Am Ende der Veranstaltung können unsere Schüler*innen unter anderem Tipps zur Umsetzung ihrer persönlichen Bewerbung, zum ersten Eindruck im Vorstellungsgespräch und zur Selbstvermarktung mitnehmen.

Individuelle Berufsorientierung

Jugendberufscoaching:

In Zusammenarbeit mit dem Jungendberufszentrum bieten wir ab Klasse 9 ein individuelles Berufswahlcoaching an. Ziel des Coachings ist es, die individuellen Vorhaben sowie die persönlichen Kompetenzen der Teilnehmer*innen herauszuarbeiten, diese im beruflichen und privaten Kontext zu reflektieren und sie dann zu einer Berufswahlentscheidung und perspektivisch zu einer Integration in den gesellschaftlichen und beruflichen Alltag zu führen.

Praxiscoach:

In Zusammenarbeit mit dem Jungendberufszentrum unterstützt der Praxiscoach die Jugendlichen ab dem 9. Jahrgang bei der individuellen Berufsorientierung. Der Praxiscoach hilft Jugendlichen mit Unterstützungsbedarf bei der Wahl des Praktikums, beim Finden der Betriebe sowie beim Bewerbungsprozess und der Durchführung des Praktikums.

Schulsozialarbeiter:

Unsere Schule hat mehrere sozialpädagogische Fachkräfte, die im Rahmen des Förderprogramms der Landesregierung zur Durchführung sozialpädagogischer Maßnahmen zur Berufsorientierung und Berufsbildung (ehemals „Hauptschulprofilierungsprogramm“) auch bei der Durchführung berufsorientierender und berufsbildender Maßnahmen unterstützen. Besonders förderbedürftige Schüler*innen werden durch unsere Schulsozialarbeiterinnen bei ihrer beruflichen Orientierung unterstützt und begleitet. Darüber hinaus sind unsere sozialpädagogischen Fachkräfte auch im Bereich der Prävention für die Planung und Durchführung von Präventionsprojekten und Sozialtraining tätig.

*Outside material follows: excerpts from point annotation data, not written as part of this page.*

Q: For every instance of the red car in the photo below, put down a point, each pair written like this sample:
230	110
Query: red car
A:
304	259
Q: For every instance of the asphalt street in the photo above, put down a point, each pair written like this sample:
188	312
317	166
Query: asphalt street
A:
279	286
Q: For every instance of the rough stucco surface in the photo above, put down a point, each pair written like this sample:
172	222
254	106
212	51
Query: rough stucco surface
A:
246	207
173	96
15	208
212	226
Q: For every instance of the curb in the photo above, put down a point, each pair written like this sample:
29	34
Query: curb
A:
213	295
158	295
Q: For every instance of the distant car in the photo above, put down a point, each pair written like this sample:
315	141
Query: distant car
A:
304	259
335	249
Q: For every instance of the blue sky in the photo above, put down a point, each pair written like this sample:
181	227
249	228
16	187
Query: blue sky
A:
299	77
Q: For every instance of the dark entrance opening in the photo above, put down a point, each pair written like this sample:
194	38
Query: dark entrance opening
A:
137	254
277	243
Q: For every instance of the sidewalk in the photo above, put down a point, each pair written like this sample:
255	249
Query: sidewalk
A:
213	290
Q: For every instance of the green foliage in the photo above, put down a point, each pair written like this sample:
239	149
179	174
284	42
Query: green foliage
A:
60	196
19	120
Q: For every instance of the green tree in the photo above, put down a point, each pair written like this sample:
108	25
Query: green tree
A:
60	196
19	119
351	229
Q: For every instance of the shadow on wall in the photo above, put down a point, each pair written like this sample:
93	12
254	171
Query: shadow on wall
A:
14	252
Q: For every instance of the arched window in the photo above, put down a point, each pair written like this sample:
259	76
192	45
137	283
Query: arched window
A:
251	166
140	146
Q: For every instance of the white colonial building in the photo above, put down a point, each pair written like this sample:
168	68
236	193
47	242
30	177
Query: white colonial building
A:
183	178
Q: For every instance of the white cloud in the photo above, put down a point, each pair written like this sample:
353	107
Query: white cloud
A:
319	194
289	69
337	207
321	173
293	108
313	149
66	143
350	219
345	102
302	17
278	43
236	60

Berufsorientierung für Schüler*innen mit Migrationshintergrund:

Die Schüler*innen mit Migrationshintergrund erhalten an der OBS Sottrum nach Rücksprache mit den Klassenleitungen zusätzlichen Deutschunterricht in Abhängigkeit von ihren Vorkenntnissen. Aufgrund der sehr differenzierten Sprachkenntnisse und Kompetenzen wird die Berufsorientierung für die Schüler*innen mit Migrationshintergrund individuell gestaltet. Sie können am Praktikum ihrer Stammklassen teilnehmen, werden aber durch die Schulsozialarbeiterinnen beim Bewerbungsschreiben unterstützt.

Berufsberatung der Agentur für Arbeit:

Die Berufsberaterin der Arbeitsagentur stellt sich jeweils am Anfang des Schuljahres in den 8. Klassen vor. Dabei erläutert sie ihnen die Angebote der Arbeitsagentur. Danach bietet sie einmal wöchentlich in ihrer Sprechstunde individuelle Gesprächstermine in der Schule an.

Der 8. Jahrgang besucht das Berufsinformationszentrum in Verden oder Bremen.

Profile:

Unsere Schule ermöglicht eine individuelle Schwerpunktbildung in einem der Profile:

  • Französisch
  • Gesundheit und Soziales
  • Wirtschaft
  • Technik (9. Klasse an der BBS Rotenburg, 10. Klasse in der Schule).

Die genannten Profile werden in Klasse 9 und 10 doppelstündig angeboten Die Profile werden für 2 Jahre gewählt (außer Fremdsprachen).

Berufsorientierungsordner

Alle Schüler*innen ab Klasse 8 führen einen Berufsorientierungsordner (BOO), in dem sie ihren Berufs- und Studienorientierungsprozess, z. B. alle Praxistage und alle Bewerbungen dokumentieren. Der Ordner dient ebenfalls zur Unterstützung des Bewerbungstrainings und der Gestaltung der Praktikumsmappe. Er wird sorgfältig bis zum Schulabschluss geführt und soll danach an der weiterführenden Schule vorgelegt und vervollständigt werden.